DEV Community

Timothy Cummins
Timothy Cummins

Posted on

Sorting Your Pandas DataFrame

Introduction

Since writing my first blog on using pandasql I have meant to continue with some other short tutorials on awesome features in pandas to organize your data. So today I am going to talk about using the sort_values function to organize your DataFrame.

Sort_values is a great feature that can help you reorganize all of that data you found into an understandable table that is pretty and neat and won’t set off the ocd that I know all of you ‘data nerds’ have. If you want to follow along with this example you can find this data located at https://catalog.data.gov/dataset/hpd-crime-incidents under Comma Separated Values File.

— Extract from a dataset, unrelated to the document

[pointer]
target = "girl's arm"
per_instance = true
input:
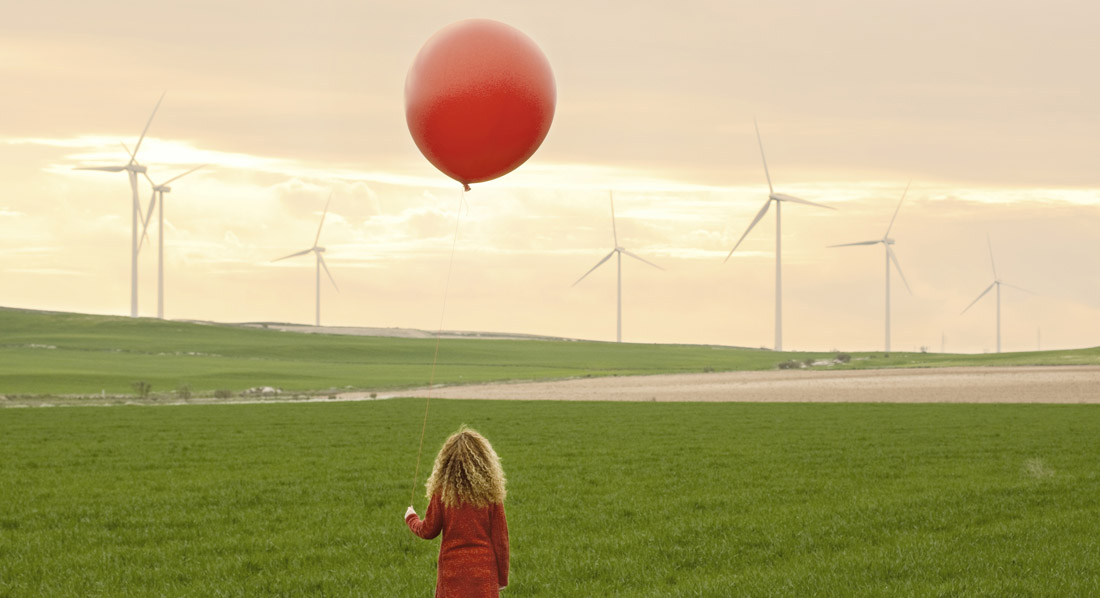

From there if Downloads folder directly off of your (cant remember word for saved first location in terminal) you can just copy along exactly what I have, if not you will have to change the file path below to where you have the downloaded file saved.

Importing Data to Pandas

So first thing we are going to import the Pandas library for python because it is the best way to sort/ organize and create a DataFrame. Then we will have Pandas directly convert the .csv file to a DataFrame.

import pandas as pd

data = pd.read_csv(‘~/Downloads/HPD_Crime_Incidents.csv')

Here we take a look at our DataFrame and see that our data is sorted by the ObjectID, which seems to be the crimes ordered by when they were filed. Though let's say we want the be able to scroll through our data have the crimes organize by what type of crime it was or by the location of the crime or even both.

Alt Text

Sorting

So now let's take a look at the main parameter of our sort_values function, “by”. This parameter is where you put in the name of the column you want to sort by or a list of columns in the order that you want them sorted. As you can see below I have the data sorted by the location of the crime and then by the type of crime, so that it gives me the types grouped under the location.

sortdata = data.sort_values(by = ['BlockAddress','Type'])

Alt Text

Resetting the Index

Then now that we have our DataFrame sorted the way we would like it you may notice that the index is still set in the original order. Well fear not because if you look a little deeper into the parameters of sort_values we can see we have one called ignore_index, this parameter is key for beautifying your new DataFrame to make it yours. The default setting for this parameter is False but if you change it to true, it will reset your index so that it is now in the order you placed it.

sortdata = data.sort_values(by = ['BlockAddress','Type'],ignore_index=True)

Alt Text

Conclusion

There you are folks, for those of you just getting started in using pandas or if you just have OCD, you can know sort and clean up your DataFrame.

Top comments (1)

Collapse
 
waylonwalker profile image
Waylon Walker

Thanks for sharing what you have learned about pandas. Great tip on the ignore_index flag. I generally use the .reset_index() method.